Presently in the fourth industrial revolution of electronics and digitalisation, Artificial Intelligence (AI) is fast becoming the driving force in almost all spheres of life in global communities. AI products are becoming as ubiquitous as smart digital devices and the internet, bringing about so much change to our lives. From improving health care, agriculture, finance, social life, education, manufacturing, political administration, legal service, just to mention a few, AI promises to transform the world. 

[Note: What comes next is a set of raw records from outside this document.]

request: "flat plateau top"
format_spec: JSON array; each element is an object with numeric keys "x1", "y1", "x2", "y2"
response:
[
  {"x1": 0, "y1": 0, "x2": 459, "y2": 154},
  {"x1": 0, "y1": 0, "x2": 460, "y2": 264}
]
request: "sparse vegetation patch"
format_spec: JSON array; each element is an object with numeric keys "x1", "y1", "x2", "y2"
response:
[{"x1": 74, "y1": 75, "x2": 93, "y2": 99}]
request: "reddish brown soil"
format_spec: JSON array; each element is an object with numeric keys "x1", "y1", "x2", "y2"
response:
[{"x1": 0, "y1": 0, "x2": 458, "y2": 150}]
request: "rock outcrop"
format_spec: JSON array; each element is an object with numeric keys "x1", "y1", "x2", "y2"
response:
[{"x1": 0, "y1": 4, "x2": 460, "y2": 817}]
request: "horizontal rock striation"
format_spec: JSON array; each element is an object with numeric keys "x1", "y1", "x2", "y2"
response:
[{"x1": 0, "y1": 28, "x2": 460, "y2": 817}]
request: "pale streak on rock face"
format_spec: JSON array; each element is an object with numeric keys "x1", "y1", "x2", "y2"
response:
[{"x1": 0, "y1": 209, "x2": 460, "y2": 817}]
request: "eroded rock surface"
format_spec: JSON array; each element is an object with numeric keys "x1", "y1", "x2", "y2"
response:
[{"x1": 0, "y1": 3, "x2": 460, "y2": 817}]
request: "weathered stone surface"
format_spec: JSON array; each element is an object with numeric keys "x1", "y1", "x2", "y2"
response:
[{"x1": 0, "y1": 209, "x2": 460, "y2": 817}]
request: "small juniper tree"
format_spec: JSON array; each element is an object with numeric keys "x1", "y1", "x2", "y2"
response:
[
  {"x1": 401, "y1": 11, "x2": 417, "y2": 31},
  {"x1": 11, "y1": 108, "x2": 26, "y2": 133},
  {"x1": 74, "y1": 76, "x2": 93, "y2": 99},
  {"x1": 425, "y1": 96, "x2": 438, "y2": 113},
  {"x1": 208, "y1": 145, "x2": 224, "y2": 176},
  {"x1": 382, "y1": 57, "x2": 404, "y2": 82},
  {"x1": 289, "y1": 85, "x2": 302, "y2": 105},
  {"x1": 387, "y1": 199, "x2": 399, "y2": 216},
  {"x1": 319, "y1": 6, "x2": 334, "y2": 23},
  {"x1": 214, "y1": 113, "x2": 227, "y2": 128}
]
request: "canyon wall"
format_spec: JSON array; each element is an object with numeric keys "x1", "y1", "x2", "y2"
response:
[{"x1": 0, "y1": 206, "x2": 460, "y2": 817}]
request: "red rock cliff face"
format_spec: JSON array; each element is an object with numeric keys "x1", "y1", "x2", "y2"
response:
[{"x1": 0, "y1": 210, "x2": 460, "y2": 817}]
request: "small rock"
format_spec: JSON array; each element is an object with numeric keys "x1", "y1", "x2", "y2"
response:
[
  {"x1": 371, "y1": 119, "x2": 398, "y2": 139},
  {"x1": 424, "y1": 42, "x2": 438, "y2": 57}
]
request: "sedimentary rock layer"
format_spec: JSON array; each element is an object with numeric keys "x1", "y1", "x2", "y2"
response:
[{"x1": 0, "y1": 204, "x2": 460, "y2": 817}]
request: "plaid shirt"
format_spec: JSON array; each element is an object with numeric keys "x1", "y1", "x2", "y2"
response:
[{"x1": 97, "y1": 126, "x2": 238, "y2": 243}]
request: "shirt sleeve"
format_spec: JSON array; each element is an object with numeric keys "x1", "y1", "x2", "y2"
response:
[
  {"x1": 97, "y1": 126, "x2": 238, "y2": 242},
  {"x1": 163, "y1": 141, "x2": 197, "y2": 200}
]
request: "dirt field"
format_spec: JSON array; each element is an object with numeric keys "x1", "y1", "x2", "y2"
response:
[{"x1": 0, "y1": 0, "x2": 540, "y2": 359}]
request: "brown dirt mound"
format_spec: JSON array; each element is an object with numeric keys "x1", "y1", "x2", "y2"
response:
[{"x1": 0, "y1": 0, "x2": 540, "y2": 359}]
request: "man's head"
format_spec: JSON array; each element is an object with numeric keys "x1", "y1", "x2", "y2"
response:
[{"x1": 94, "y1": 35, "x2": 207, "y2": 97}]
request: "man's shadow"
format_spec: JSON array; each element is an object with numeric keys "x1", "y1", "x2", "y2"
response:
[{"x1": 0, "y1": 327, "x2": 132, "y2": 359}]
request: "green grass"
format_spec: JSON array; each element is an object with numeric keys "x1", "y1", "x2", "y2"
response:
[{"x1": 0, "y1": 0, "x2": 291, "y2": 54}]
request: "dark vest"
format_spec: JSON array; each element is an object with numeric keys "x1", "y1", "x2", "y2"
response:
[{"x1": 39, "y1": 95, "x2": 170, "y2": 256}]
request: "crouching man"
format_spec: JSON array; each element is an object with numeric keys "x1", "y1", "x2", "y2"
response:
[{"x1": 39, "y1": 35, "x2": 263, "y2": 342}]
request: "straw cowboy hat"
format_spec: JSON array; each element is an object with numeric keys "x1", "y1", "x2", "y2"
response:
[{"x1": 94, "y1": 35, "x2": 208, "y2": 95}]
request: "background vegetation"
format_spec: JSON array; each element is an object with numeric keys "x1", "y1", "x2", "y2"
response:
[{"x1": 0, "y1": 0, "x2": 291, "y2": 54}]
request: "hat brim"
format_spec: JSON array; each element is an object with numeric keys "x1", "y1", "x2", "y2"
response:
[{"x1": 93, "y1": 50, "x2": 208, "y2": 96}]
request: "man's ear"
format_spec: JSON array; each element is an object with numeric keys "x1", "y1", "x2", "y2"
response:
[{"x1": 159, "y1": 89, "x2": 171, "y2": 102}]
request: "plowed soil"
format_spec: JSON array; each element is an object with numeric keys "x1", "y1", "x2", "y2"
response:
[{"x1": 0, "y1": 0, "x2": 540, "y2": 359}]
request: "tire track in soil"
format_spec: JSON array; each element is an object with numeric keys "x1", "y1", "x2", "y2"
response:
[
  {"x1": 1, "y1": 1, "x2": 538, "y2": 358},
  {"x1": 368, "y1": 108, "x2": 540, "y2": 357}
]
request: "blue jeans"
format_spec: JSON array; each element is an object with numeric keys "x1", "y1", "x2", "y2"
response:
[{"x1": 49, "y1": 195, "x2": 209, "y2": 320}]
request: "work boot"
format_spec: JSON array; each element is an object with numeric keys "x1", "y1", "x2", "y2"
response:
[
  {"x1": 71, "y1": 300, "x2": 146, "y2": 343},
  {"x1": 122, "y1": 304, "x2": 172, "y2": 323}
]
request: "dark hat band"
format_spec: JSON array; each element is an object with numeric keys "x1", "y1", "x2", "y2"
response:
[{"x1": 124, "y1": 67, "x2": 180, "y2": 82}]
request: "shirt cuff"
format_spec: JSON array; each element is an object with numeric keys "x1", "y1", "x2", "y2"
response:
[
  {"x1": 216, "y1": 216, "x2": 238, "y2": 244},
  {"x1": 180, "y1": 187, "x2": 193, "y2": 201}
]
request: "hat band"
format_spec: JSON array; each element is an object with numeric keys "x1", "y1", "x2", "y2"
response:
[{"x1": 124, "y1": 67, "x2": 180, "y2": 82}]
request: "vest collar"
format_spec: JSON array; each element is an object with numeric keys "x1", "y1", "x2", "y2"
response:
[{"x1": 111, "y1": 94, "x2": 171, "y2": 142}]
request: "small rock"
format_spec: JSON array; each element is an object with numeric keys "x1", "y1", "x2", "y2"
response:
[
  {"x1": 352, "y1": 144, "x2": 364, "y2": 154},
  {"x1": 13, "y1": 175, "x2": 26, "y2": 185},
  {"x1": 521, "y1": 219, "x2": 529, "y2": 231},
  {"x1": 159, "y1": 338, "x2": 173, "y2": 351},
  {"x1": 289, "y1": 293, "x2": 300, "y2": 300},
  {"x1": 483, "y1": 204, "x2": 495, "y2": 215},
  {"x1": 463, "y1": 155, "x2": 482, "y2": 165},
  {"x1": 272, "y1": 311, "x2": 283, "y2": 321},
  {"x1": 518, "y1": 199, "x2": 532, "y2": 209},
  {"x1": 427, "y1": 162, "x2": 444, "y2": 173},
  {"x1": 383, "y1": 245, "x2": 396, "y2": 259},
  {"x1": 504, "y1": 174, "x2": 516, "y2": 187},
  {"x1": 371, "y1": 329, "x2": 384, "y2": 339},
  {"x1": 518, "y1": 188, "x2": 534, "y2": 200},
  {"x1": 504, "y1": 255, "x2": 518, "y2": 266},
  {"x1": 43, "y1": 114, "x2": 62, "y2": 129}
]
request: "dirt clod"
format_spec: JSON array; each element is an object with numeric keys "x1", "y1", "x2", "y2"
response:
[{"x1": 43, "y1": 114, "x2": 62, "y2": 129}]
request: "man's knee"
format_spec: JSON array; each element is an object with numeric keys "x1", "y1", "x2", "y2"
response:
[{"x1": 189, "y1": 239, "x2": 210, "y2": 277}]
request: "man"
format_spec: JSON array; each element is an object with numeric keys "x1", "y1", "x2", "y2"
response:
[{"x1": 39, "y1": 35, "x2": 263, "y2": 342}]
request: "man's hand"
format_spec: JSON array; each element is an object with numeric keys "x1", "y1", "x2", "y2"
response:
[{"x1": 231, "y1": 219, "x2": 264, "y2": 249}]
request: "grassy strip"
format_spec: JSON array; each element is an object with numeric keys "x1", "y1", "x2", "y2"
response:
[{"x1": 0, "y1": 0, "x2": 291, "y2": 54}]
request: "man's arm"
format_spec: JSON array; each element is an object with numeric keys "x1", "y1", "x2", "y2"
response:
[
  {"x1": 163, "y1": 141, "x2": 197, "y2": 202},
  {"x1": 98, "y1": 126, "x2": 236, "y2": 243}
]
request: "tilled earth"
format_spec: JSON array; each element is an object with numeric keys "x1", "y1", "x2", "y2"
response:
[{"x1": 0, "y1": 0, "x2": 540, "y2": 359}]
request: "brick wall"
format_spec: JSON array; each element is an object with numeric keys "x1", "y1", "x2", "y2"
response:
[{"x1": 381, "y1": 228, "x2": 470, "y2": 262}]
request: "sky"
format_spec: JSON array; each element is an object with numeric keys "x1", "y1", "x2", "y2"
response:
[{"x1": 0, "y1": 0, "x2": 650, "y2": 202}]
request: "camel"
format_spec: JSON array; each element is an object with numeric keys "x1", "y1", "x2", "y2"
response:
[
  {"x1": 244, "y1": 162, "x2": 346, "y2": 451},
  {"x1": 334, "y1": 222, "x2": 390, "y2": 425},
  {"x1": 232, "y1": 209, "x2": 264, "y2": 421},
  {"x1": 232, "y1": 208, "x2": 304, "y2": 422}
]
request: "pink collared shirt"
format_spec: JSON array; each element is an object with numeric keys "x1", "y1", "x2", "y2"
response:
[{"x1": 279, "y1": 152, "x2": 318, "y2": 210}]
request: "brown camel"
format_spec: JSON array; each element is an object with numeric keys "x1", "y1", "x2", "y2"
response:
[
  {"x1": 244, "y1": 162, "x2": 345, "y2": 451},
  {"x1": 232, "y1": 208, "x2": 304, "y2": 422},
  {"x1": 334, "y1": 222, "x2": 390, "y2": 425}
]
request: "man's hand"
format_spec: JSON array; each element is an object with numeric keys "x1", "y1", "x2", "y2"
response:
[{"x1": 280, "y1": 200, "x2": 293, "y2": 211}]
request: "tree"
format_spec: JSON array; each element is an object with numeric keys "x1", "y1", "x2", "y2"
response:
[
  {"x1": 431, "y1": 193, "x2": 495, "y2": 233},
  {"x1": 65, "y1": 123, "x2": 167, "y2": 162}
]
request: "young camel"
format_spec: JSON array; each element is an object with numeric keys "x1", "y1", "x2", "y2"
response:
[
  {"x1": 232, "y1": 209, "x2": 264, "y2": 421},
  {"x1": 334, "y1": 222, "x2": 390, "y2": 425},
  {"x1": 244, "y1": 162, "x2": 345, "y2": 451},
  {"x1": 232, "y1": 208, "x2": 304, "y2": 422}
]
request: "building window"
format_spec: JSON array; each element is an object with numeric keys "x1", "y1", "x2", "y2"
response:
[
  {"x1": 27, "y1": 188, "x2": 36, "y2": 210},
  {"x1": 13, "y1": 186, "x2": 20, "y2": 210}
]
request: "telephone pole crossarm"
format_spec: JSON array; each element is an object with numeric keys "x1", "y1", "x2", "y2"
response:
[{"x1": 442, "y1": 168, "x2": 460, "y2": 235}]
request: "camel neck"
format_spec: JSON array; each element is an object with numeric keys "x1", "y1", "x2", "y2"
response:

Yet, AI’s power for positive change is equally matched by negative implications for the global society we live in, particularly for those societies that are underdeveloped so most vulnerable to economic, environmental, and social impacts. Precisely, natural resources are used to build, power and maintain the physical edifice on which AI operates. Therefore, explosive demand for AI products equally increases the demand and supply of natural resources. However, attention is not paid to the environmental and social hidden costs of this technology. The extraction of minerals – a heavy majority of which is sourced from Africa – when done irresponsibly, leaves the continent the most impacted by the environmental effects of AI. This phenomenon is exacerbated by the global shift from fossil fuel to green renewable and sustainable energy as critical minerals from Africa are integral to the success of this mission. What is more, the global generation of electrical and electronic waste (e-waste) that attend the age of digitalisation tremendously impacts the environment and health of surrounding populations (especially women) of non-Western and non-European spaces that have become dump sites of e-waste, particularly Africa.

In view of these dangers, now is the time to call for diversity in AI ethics debate not only to properly frame the problem but also to suggest ways to mitigate the problem. Pointedly, now is the time for a diverse range of philosophical and ethical traditions that are neither Eurocentric nor Western. It is the time to include and engage (feminist) African philosophy and ethics in global discourse on AI ethics. On the global scale, now is the time for all stakeholders – designers, developers, consumers, citizens, policy makers, civil societies, and states to be intentional about awareness of the hidden costs of AI products, and to responsibly redefine and engage their wants and needs.